Modificación de la ley de tasas judiciales

El pasado día 22 de febrero, se aprobó el Real Decreto-ley 3/2013, por el que se modifica el régimen de las tasas en el ámbito de la Administración de Justicia y el sistema de asistencia jurídica gratuita, modificándose así, la tan discutida y muy injusta (en mi opinión) Ley 10/2012, de 20 de noviembre, reguladora de las tasas judiciales.

  • Básicamente, las modificaciones relevantes son:

Quedan exentos del pago de las tasas:

  1. Los asuntos relativos a divorcios y separaciones de mutuo acuerdo o presentados por un cónyuge con el consentimiento del otro
  2. Las demandas de ejecución de laudos arbitrales de consumo.
  3. Las acciones que interpongan los administradores concursales en favor de la masa concursal y previa autorización judicial.
  4. Los procedimientos de división judicial de patrimonios.

Se reduce del 0,5% al 0,1% el gravamen que deben pagar los ciudadanos sobre la base imponible (el importe que reclaman) y se reduce de 10.000 € a 2.000 € el máximo de la cuantía variable que deben pagar los ciudadanos.

A pesar de que se trata de una reducción considerable, lo cierto es que esta reducción del variable no afecta a las tasas fijas que se fijaron y continúan en vigor y que, claramente, vulneran el derecho de los ciudadanos a acudir a los juzgados en defensa de sus intereses.

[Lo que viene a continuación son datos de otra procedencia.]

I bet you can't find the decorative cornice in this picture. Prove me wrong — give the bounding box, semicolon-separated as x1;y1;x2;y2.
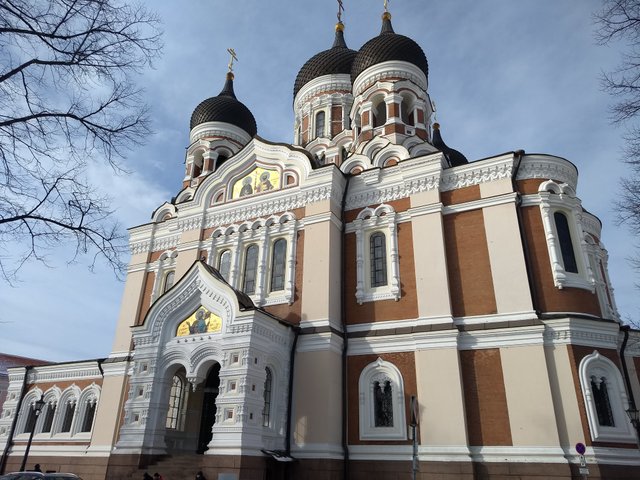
204;185;334;228
151;234;180;252
293;73;352;112
353;60;428;96
516;155;578;190
189;122;251;145
440;154;513;192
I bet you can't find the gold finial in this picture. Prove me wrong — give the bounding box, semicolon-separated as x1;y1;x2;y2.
227;48;238;73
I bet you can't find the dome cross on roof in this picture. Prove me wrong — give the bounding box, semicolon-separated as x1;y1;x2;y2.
227;48;238;72
351;7;429;83
190;59;258;137
293;19;358;98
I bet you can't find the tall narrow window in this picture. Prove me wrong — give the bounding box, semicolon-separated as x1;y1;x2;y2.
162;270;176;292
80;400;96;432
262;368;273;427
166;375;185;430
553;212;578;273
369;232;387;287
218;250;231;282
373;100;387;127
316;112;325;138
373;380;393;427
400;98;415;126
60;400;76;432
42;403;56;433
242;245;258;295
591;375;615;427
271;238;287;292
24;405;38;433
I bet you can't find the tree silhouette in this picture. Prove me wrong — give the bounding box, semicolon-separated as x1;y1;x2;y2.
0;0;162;282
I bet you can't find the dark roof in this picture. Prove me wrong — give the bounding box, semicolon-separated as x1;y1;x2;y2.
293;24;358;98
191;73;258;137
432;123;469;167
204;260;256;310
351;13;429;83
0;353;52;375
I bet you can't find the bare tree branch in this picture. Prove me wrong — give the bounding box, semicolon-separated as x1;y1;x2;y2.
0;0;162;282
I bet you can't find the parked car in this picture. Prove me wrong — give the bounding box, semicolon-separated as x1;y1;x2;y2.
0;472;82;480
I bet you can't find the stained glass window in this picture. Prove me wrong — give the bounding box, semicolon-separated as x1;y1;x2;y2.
242;245;258;294
369;232;387;287
271;238;287;292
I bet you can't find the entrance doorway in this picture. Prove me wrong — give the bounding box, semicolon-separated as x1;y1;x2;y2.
196;363;220;454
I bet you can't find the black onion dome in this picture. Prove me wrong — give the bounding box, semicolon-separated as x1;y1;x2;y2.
191;72;258;137
351;12;429;83
293;23;358;98
431;123;469;167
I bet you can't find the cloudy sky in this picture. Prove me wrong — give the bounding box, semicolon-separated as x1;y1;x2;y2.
0;0;640;361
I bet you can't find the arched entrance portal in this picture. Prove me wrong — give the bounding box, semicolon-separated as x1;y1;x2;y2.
165;363;220;455
196;363;220;453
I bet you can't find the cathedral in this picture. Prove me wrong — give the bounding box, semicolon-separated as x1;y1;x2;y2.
0;4;640;480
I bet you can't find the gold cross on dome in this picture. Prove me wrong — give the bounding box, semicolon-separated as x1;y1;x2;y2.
227;48;238;72
338;0;344;22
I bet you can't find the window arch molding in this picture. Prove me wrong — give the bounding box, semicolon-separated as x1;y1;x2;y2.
538;180;596;292
36;386;62;436
358;357;407;440
72;383;100;437
51;385;81;437
207;212;298;306
347;204;401;304
150;249;178;303
579;350;636;443
16;388;42;435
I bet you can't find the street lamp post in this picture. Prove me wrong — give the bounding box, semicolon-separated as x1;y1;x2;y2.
627;406;640;448
20;397;45;472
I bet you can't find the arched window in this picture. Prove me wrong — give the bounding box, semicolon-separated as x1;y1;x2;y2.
162;270;176;293
216;152;231;170
242;245;258;295
166;375;187;430
591;375;615;427
316;111;325;138
262;367;273;427
23;404;38;433
372;100;387;127
60;398;76;433
358;358;407;440
80;398;97;432
400;97;415;126
191;152;204;178
218;250;231;282
553;212;578;273
369;232;387;287
271;238;287;292
373;380;393;427
42;402;56;433
579;350;636;443
352;204;402;304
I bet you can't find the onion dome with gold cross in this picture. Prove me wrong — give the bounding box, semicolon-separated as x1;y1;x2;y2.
351;11;429;85
191;72;258;137
293;22;358;98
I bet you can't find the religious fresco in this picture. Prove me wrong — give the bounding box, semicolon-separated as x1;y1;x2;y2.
176;307;222;337
231;167;280;198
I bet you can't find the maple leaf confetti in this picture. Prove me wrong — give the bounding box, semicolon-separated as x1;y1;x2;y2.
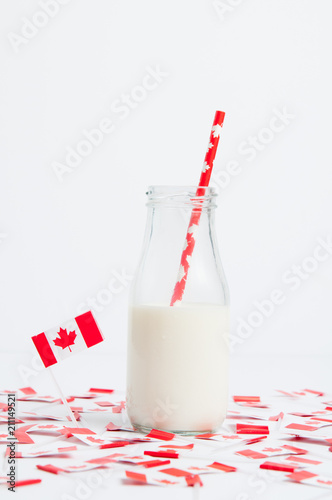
202;161;211;172
53;328;76;352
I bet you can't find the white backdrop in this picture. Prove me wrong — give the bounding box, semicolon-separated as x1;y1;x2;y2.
0;0;332;392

Vulnerándose, desde mi punto de vista, nuestra norma suprema, esto es, la Constitución Española.

Otra de las modificaciones relevantes de este Real Decreto-Ley es que se ha ampliado el umbral económico de acceso a la justicia gratuita. Recordemos que en caso de que una persona tenga concedida la asistencia jurídica gratuita está exenta de pagar las tasas judiciales, con independencia del procedimiento judicial ante el que se encuentre.